Decyzją z dnia 31 maja 2017 roku Zakład Ubezpieczeń Społecznych I Oddział w Ł., po rozpatrzeniu wniosku z dnia 20 marca 2017 roku odmówił D. S. wszczęcia postępowania w sprawie emerytury, podnosząc, że pomimo pisemnej prośby przesłanej w dniu 6 kwietnia 2017 roku, w której została poinformowana o brakach we wniosku o emeryturę i konieczności ich uzupełnienia w wyznaczonym terminie oraz skutkach ich usunięcia – nie nadesłała żądanych dokumentów.

/decyzja k. 24 plik II akt emerytalnych/

W dniu 10 kwietnia 2018 roku do Zakładu Ubezpieczeń Społecznych I Oddział w Ł. wpłynął za pośrednictwem zagranicznej instytucji ubezpieczeniowej wniosek D. S. o ustalenie uprawnień do emerytury złożony we włoskiej instytucji ubezpieczeniowej w dniu 27 marca 2018 roku.

/wniosek – k.35-43 plik II akt emerytalnych/

Zaskarżoną decyzją z dnia 18 września 2018 r. Zakład Ubezpieczeń Społecznych I Oddział w Ł., po rozpatrzeniu wniosku z dnia 27 marca 2018 roku odmówił D. S. prawa do emerytury, podnosząc, że nie udowodniła żadnego okresu ubezpieczenia na terenie Polski. W uzasadnieniu decyzji podniesiono, że do wniosku o emeryturę została dołączona potwierdzona za zgodność z oryginałem kserokopia dowodu osobistego zawierająca wpisy o zatrudnieniu. Nie jest ona jednak wystarczającym środkiem dowodowym w przypadku zatrudnienia w chrakterze chałupnika. W celu zaliczenia tego okresu do stażu pracy winna bowiem przedłożyć zaświadczenie od pracodawcy, że w każdym miesiącu osiągała co najmniej 50% minimalnego wynagrodzenia obowiązującego w j.g.u.

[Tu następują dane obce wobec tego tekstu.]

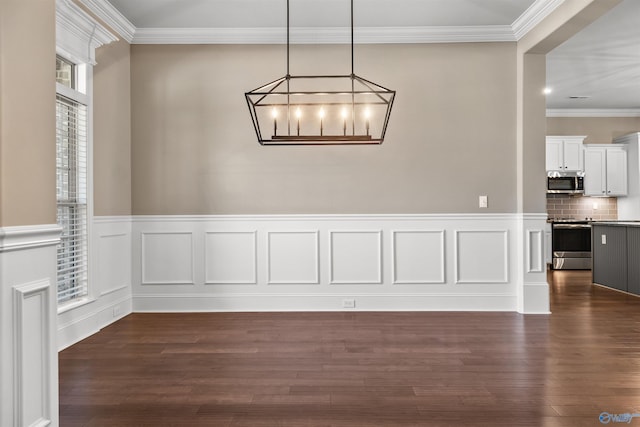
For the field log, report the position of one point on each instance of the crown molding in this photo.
(112, 17)
(604, 112)
(539, 10)
(531, 17)
(324, 35)
(77, 33)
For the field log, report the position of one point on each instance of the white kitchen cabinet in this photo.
(605, 170)
(548, 247)
(629, 206)
(564, 153)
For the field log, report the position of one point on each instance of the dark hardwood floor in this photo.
(363, 369)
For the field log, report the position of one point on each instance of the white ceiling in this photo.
(602, 61)
(318, 13)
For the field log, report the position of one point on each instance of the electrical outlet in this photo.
(348, 303)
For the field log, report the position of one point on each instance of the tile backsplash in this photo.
(580, 207)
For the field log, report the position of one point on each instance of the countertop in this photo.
(618, 223)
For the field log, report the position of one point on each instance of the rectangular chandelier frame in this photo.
(320, 109)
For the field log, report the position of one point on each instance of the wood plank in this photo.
(363, 369)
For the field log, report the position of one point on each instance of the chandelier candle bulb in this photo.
(321, 120)
(367, 114)
(274, 113)
(344, 120)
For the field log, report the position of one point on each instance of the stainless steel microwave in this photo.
(565, 183)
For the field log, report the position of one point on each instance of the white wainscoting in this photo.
(110, 273)
(28, 353)
(316, 262)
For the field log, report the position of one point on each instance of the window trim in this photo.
(84, 77)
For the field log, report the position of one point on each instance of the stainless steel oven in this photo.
(571, 245)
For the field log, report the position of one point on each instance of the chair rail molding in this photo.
(323, 262)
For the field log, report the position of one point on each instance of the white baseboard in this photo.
(461, 262)
(321, 302)
(83, 326)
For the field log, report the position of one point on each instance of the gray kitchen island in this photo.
(616, 255)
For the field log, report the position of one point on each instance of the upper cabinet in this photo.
(564, 153)
(605, 170)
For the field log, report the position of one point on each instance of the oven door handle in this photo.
(570, 226)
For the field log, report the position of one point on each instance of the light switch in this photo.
(483, 201)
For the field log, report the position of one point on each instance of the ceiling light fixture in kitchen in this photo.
(320, 109)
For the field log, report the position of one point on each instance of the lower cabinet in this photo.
(616, 257)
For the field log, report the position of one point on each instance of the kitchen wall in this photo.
(577, 207)
(450, 138)
(599, 130)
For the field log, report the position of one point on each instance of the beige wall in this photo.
(112, 130)
(598, 130)
(450, 138)
(559, 26)
(27, 112)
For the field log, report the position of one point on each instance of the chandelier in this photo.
(320, 110)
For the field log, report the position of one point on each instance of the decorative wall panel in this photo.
(167, 258)
(356, 257)
(293, 257)
(482, 256)
(418, 257)
(32, 353)
(230, 257)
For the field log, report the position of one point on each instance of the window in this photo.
(71, 184)
(65, 72)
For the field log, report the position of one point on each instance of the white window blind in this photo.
(71, 167)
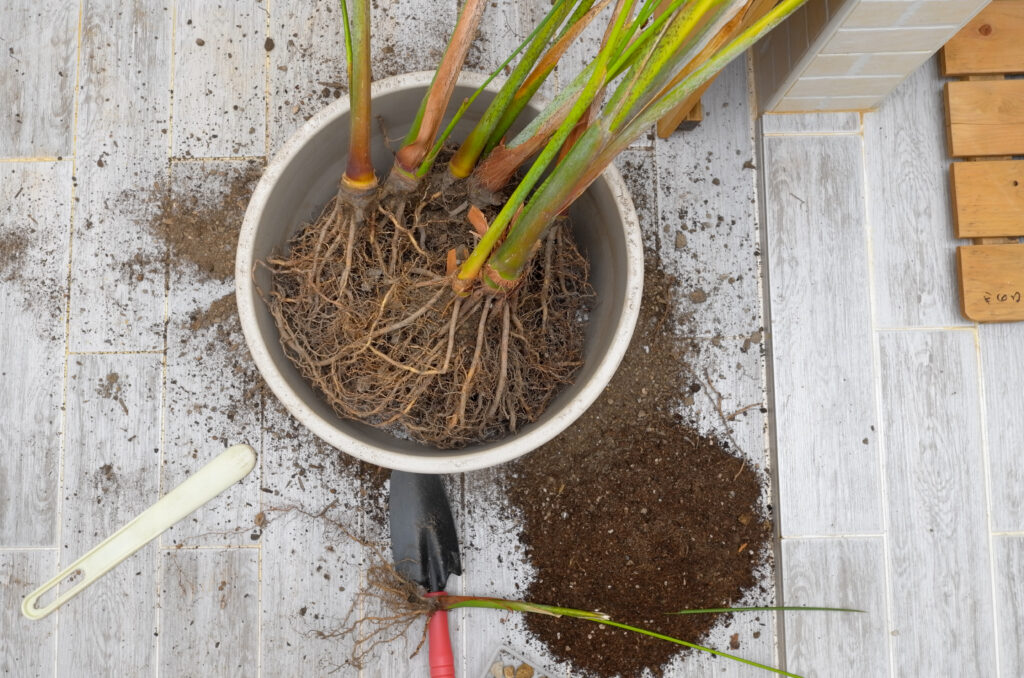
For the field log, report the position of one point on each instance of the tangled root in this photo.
(391, 605)
(365, 304)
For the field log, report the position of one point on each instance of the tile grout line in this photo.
(986, 476)
(824, 538)
(854, 132)
(209, 547)
(770, 494)
(147, 351)
(929, 328)
(182, 160)
(262, 410)
(877, 379)
(37, 159)
(67, 362)
(159, 565)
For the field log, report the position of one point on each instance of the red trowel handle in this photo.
(441, 662)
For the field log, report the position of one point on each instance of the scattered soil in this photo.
(204, 232)
(12, 248)
(111, 388)
(634, 513)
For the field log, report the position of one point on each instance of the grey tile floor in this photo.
(896, 426)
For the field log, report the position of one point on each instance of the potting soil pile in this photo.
(630, 511)
(633, 513)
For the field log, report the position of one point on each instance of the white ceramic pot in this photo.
(304, 175)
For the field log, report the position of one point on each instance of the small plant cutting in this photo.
(446, 300)
(404, 604)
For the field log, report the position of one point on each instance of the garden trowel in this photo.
(425, 548)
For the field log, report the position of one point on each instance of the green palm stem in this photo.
(436, 100)
(358, 175)
(471, 268)
(494, 172)
(543, 69)
(465, 158)
(685, 35)
(599, 145)
(428, 162)
(456, 602)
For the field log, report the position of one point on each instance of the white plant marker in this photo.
(227, 468)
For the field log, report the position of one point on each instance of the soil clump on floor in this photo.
(204, 231)
(634, 513)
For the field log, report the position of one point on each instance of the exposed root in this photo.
(367, 311)
(387, 604)
(392, 605)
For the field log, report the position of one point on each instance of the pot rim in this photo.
(440, 461)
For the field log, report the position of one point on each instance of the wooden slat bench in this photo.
(985, 129)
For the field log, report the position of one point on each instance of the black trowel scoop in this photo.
(425, 548)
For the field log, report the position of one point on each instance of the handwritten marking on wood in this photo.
(991, 282)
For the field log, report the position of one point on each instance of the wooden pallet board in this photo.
(991, 281)
(985, 118)
(988, 198)
(991, 42)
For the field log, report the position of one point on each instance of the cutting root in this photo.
(390, 606)
(368, 308)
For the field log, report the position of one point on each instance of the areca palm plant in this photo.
(445, 300)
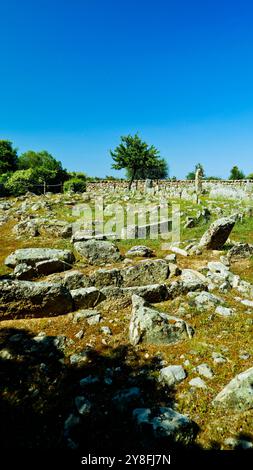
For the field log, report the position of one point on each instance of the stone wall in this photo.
(180, 188)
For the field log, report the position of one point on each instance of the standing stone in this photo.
(154, 327)
(217, 234)
(198, 183)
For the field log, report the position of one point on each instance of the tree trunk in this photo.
(132, 179)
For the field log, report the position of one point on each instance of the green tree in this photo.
(134, 155)
(191, 175)
(48, 169)
(236, 174)
(22, 181)
(8, 157)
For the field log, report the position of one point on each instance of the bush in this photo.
(22, 181)
(78, 185)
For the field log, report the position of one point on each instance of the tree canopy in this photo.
(236, 174)
(191, 175)
(139, 159)
(8, 157)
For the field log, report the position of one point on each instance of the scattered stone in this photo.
(83, 405)
(98, 251)
(151, 326)
(240, 251)
(124, 399)
(165, 423)
(238, 394)
(78, 358)
(205, 370)
(172, 258)
(178, 251)
(106, 277)
(145, 272)
(31, 256)
(217, 234)
(106, 330)
(193, 280)
(203, 300)
(140, 250)
(224, 311)
(171, 375)
(197, 382)
(218, 358)
(24, 299)
(86, 297)
(75, 279)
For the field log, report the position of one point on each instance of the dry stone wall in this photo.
(182, 188)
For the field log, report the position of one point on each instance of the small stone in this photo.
(172, 374)
(106, 330)
(205, 370)
(80, 334)
(83, 405)
(198, 383)
(224, 311)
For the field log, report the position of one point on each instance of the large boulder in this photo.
(86, 297)
(193, 280)
(240, 251)
(163, 423)
(217, 234)
(31, 256)
(145, 272)
(151, 326)
(140, 250)
(98, 251)
(21, 299)
(151, 293)
(238, 394)
(106, 277)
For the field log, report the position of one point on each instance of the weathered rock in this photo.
(31, 256)
(26, 228)
(23, 272)
(75, 279)
(145, 272)
(92, 316)
(203, 300)
(193, 280)
(224, 311)
(205, 370)
(171, 375)
(217, 234)
(153, 327)
(238, 394)
(98, 251)
(151, 293)
(106, 277)
(20, 299)
(165, 423)
(140, 250)
(51, 266)
(86, 297)
(197, 382)
(126, 399)
(240, 251)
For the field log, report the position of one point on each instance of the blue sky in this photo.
(76, 75)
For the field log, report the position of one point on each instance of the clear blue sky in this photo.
(78, 74)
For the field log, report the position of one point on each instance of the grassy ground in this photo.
(48, 408)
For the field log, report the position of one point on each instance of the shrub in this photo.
(22, 181)
(78, 185)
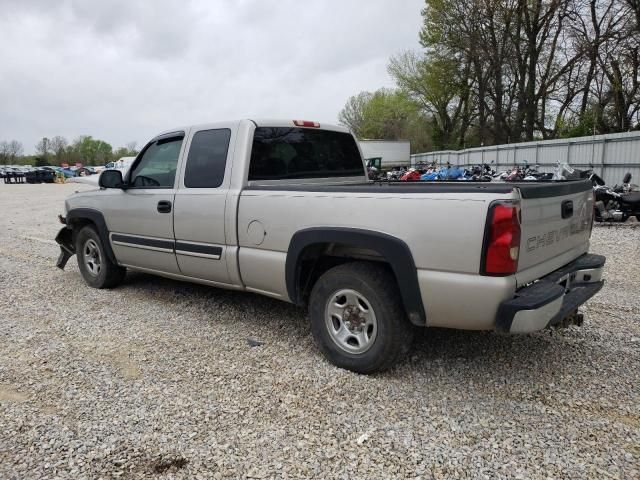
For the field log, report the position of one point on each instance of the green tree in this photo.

/decyzja k. 77 plik II akt emerytalnych/

W okresie od dnia 4 listopada 1967 roku do dnia 11 lutego 1991 roku wnioskodawczyni była zatrudniona w Spółdzielni Pracy (...) w charakterze nakładcy – chałupnika.

/bezsporne, a nadto kserokopia wpisu w dowodzie osobistym – k.9-11 plik I akt emerytalnych/

W Spółdzielni Pracy (...) w charakterze nakładcy – chałupnika w okresie od dnia 16 listopada 1967 roku do dnia 3 stycznia 1992 roku pracował także mąż wnioskodawczyni – J. S..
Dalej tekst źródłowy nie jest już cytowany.